Horaires d’alimentation en cas de carence en MCAD
Les experts recommandent les durées de jeûne maximales suivantes pour les personnes présentant un déficit en MCAD :
- Les nourrissons doivent être nourris toutes les deux à trois heures.
- Les bébés âgés de 6 à 12 mois ne devraient pas rester plus de huit heures sans manger.
- Les enfants âgés de 12 à 24 mois ne devraient pas rester plus de 10 heures sans manger.
- Les enfants et les adultes de plus de 2 ans ne devraient pas rester plus de 12 heures sans manger.
Si une personne présentant un déficit en MCAD tombe malade et ne peut pas manger, elle devra peut-être recevoir de la nutrition et des liquides par perfusion intraveineuse ou par sonde d’alimentation à l’hôpital pour éviter les complications.
Quelle est l’espérance de vie d’une personne atteinte d’un déficit en MCAD ?
Si le déficit en MCAD est correctement géré, une personne peut vivre longtemps et en bonne santé.

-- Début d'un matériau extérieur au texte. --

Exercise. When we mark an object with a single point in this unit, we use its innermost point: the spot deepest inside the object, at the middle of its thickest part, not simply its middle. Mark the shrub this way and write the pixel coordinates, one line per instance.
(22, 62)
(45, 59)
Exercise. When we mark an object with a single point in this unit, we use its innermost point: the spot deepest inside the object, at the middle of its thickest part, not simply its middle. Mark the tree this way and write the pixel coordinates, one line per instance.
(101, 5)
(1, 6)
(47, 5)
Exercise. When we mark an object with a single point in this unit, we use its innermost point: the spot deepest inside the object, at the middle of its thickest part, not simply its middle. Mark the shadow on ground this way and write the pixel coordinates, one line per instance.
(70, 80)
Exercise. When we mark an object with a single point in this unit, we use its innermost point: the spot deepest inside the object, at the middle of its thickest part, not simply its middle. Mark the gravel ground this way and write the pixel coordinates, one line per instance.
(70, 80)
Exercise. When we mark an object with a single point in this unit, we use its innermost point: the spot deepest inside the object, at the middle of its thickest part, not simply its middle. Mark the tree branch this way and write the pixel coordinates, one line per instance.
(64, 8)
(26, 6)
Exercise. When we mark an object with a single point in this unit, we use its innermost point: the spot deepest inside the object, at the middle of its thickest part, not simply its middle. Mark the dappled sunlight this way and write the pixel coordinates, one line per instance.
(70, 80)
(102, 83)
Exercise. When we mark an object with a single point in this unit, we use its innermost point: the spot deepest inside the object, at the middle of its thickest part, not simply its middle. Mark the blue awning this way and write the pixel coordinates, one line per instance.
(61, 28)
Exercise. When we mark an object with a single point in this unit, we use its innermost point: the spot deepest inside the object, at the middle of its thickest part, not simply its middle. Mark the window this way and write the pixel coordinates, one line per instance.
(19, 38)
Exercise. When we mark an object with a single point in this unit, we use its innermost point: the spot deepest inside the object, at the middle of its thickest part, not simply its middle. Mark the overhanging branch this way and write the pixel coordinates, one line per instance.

Cependant, s’il n’est ni diagnostiqué ni traité, le risque de décès est estimé à environ 20 %. La plupart des décès surviennent pendant la petite enfance.
Résumé
Le déficit en MCAD est une maladie génétique rare qui affecte la capacité du corps à convertir certaines graisses en énergie. La déficience survient lorsque deux parents porteurs d’une mutation génétique spécifique la transmettent à leur enfant. Si la maladie n’est ni diagnostiquée ni traitée, elle peut être mortelle.
Les personnes présentant un déficit en MCAD doivent généralement suivre un régime riche en glucides et faible en graisses. Ils doivent également éviter les longues périodes de jeûne. Si elles sont correctement prises en charge, la plupart des personnes atteintes d’un déficit en MCAD peuvent mener une vie normale et saine.